I work doing tech support, and often walk people through setting up their DSL. Here we have PacBell ADSL, which has what is called a bridge as a gateway between the customer and the rest of the world. I’ve often seen and heard the DSL bridges like the Westell Wirespeed referred to as “modems”. I always assumed that this was just for convenience and simplicity for the users’ sake, however I’ve heard a couple arguements that the bridge is technically a modem, that it modulates the different signals between different protocols. Is the act of encapsulating packets just modulation when you get technical? I thought that you could only modulate analog signals, that digital was just on or off.
“Modem” means “modulator demodulator.”
An example of modulation is turning data into sound or a varying electrical current, as an analog modem does. But DSL “modems” do not turn the data into an analog signal, it’s a digital signal, transmitted at a very high frequency on the existing copper phone line.
This isn’t modulation.
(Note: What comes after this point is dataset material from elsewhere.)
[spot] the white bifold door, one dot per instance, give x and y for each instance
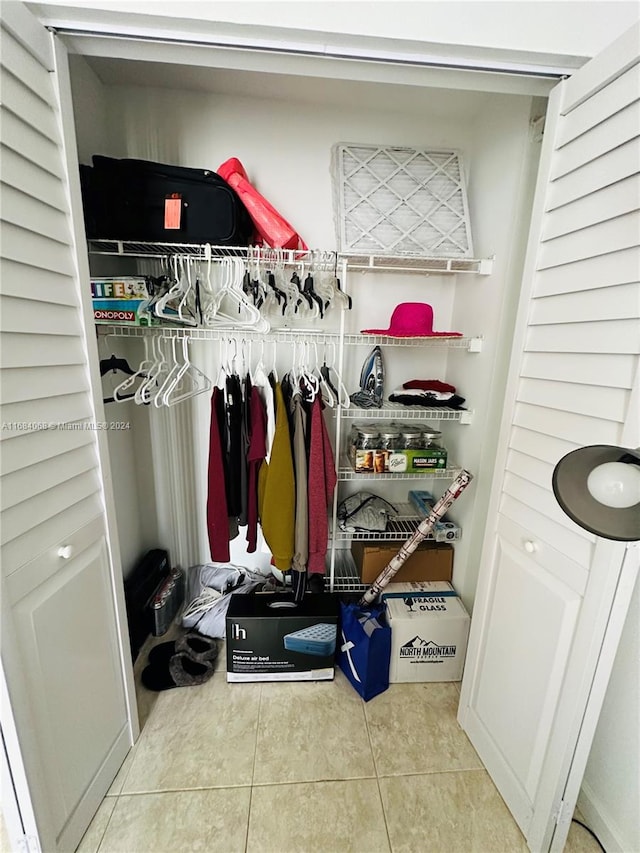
(65, 715)
(552, 597)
So a DSL gateway is not a modem. (Neither is a cable gateway, while we’re at it.)
This page has a definition of modulation that seems to match up pretty well with what’s involved in DSL.
An example of modulation is turning data into sound or a varying electrical current, as an analog modem does. But DSL “modems” do not turn the data into an analog signal, it’s a digital signal, transmitted at a very high frequency on the existing copper phone line.
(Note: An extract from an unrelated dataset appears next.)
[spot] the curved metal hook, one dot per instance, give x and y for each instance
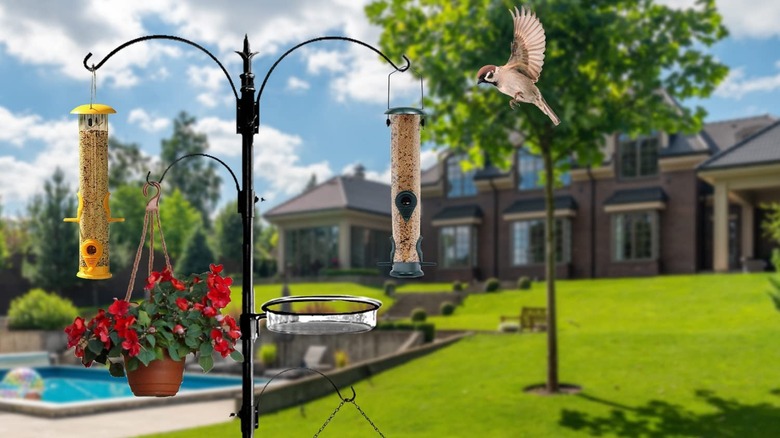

I would certainly call what is transmitted between your DSL modem and the phone company as an analog signal. In order to achieve fast speed you do more than send the bits at a faster rate you send more than 1 bit at a time. So in stead of sending 1 1 1 0 0 1 1 0 1 1 1 1 you might send 11 10 01 10 11 11 or perhaps 111 001 101 111 or even 1110 0110 1111. One way of looking at it is for the sending one bit at a time you have 2 symbols say 0V=0 and 3V=1. Two bits at a time 0V=00 1V=01 2V=10 3V=11. Three bits at a time 0V=000 .42V=001 .85V=010 etc. You can keep doing this until the noise on the copper wire is to great to resolve the differences between symbols. What they do in practice is more complex than just sending different voltage levels. This is the same sort of encoding that your analog modem does. DSL does send stuff at higher frequency than an analog phone modem does but it is still sending an analog signal.
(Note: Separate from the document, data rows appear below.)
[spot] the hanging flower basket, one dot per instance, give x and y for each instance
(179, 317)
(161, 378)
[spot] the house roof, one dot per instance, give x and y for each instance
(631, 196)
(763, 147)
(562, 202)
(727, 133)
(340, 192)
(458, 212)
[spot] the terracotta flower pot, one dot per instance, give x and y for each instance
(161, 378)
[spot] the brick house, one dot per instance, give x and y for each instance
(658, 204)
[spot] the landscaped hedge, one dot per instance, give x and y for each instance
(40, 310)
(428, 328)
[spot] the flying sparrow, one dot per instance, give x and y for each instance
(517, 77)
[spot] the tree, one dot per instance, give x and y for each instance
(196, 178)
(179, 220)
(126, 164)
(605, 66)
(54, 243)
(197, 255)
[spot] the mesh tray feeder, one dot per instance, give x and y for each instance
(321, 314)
You have a DSL modem at your house the phone company has a DSL modem for you at their building. They probably have a bunch of DSL modems in this building for all the people with DSL in your neighborhood. All these modem will talk to a gateway at some point probably in the building maybe not. The modems and gateway might all be built into one box and probably are to make the whole system cheaper. If that is the case the gateway and modem are sort of the same.
Is the act of encapsulating packets just modulation when you get technical?
Not really modulation is basically encoding the bits in a manor that allows them to be sent and recovered over a channel. In DSL’s case the channel is the copper wire. Packets are done at a higher level. But that is the take of someone who worries about sending bits around.
I’d agree that modulation does not imply going from digital to analog and vice versa.
In addition, the OP’s title hints at another question: if it’s a modem, does this mean it’s not a bridge? Of course, the answer is that it can be both. My DSL modem can be either a modem+bridge, forwarding all traffic it sees on either side, or it can be a modem+router, forwarding only traffic it knows needs to go to the other side, depending on how it’s configured. (Bridge mode sucks, by the way, since it means any LAN traffic between your local machines can be seen by people on the other end of the DSL connection, which could be your neighbors if they are in bridge mode too).
Some DSL modems are literally just modems which attach to the PC using USB, and then require the PC to perform any routing or bridging functions. This setup sucks, in my opinion. Further, some DSL modems connect to the PC via ethernet, but still aren’t routers or bridges – the PC runs PPPOE software and talks to the modem using ethernet directly (as opposed to some higher layer protocol such as IP). This also sucks, because most PPPOE software I’ve seen is really lame.